"Jim was an exceptional leader," says Tom McGee, who was Quigley's chief of staff. "He's very much a visionary leader, very strategic and, more than anything else, he's inspirational. People really look to Jim and are inspired by who he is and what he believes in. He's incredibly moral and ethical. You can't spend any time with Jim and not see that."
Deloitte continued to thrive under Quigley's leadership (see graphics). The job, not surprisingly, placed huge demands on Quigley and his personal life. He traveled to Europe and Latin America monthly and to China at least quarterly and several times a year to major commercial centers in Asia. For four years he spent 60 percent to 70 percent of his nights away from home.
"You learn how to operate on five hours of sleep and rest on a plane," he says.

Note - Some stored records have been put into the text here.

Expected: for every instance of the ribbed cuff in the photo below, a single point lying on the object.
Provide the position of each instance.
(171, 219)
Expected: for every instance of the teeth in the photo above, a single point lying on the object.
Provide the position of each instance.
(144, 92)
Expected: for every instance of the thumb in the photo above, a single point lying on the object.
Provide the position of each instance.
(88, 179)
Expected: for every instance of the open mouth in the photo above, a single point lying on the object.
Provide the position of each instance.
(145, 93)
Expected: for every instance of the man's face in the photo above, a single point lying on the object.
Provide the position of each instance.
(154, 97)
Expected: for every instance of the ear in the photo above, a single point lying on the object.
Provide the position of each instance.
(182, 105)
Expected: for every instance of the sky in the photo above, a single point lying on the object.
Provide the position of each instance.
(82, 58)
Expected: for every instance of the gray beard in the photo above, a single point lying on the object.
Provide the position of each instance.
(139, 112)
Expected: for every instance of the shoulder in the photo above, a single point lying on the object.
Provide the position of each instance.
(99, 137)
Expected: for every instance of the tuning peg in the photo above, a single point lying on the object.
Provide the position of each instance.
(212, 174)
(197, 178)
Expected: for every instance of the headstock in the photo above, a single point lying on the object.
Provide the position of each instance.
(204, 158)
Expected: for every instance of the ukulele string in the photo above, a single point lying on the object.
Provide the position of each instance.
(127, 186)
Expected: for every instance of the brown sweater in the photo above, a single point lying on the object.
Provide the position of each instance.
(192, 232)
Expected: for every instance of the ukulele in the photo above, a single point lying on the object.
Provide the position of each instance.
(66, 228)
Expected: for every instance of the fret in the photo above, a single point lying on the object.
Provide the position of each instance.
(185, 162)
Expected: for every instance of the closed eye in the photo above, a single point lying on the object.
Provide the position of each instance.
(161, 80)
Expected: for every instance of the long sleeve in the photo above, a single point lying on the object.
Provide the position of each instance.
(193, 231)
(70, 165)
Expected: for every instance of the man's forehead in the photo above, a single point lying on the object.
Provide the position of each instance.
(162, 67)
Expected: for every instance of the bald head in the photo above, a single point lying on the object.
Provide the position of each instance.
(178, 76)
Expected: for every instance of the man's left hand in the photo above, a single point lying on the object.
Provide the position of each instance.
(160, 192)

His life was running from one conference room to the next, or from one airport concourse to another, for meetings. "There were times when the only time I was alone was when I went to the bathroom," he says.
Quigley says a balanced life was difficult, if not impossible. "I had an integrated life," he says. "Work fits into my life and my life fits into my work." He had to make choices. Instead of playing golf or joining a country club, he spent Saturdays with his wife, Bonnie, and their three children. Sundays were devoted to church. He served as bishop of a congregation while he was a Deloitte CEO. He included Bonnie on many of his business travels.
"Work needs to fit into your life and vice versa," he says.
If there is a recurring theme in Quigley's career — one that he restates frequently during interviews — it is that he has remained a student of business and leadership every step of the way. He carries a leather-bound notebook wherever he goes, making notes about leaders, lessons learned and personal observations. He has filled an entire shelf in his home with these notebooks.
"A degree gives you the opportunity to have a job," he says. "The job gives you an opportunity to obtain a real education if you are committed to lifelong learning. It will dramatically surpass what you learn in the classroom."
Quigley considers his access to so many of the world's top CEOs to be an opportunity to learn from them even though many are relying on him as a consultant. "I like to listen and get them talking about leadership and the challenges they face," he says. "I ask them, 'What is your view of leadership?' I take notes."
McGee believes it is that ability and willingness simply to listen to others that helps set Quigley apart. "He was constantly traveling and meeting lots and lots of people," says McGee. "He always remembered who he was meeting with. No matter who it was, he was focused on them. He was listening. He was in the moment. He really appreciated the viewpoints and feedback of others. It's a skill I admired."
From the outset, Quigley believed that if he were going to take the performance of Deloitte to the next level, his most important role was to help his partners become more effective leaders. Years ago, while working with a leadership consultant, Quigley was asked what he believed about leadership and why. Quigley said he needed the weekend to think about it.
"It took me six months to write down what I believe about leadership and why I believe it," he says. "That's what takes you back to your roots. The things you learned in your home, on the sports field, things you learned at church. It becomes the foundation on which you're now going to build a series of experiences that will augment your education."
Some four decades later, Quigley has traveled the world and risen to the top of his field, but he has never forgotten his roots and the lessons he learned on the fields of Kanosh.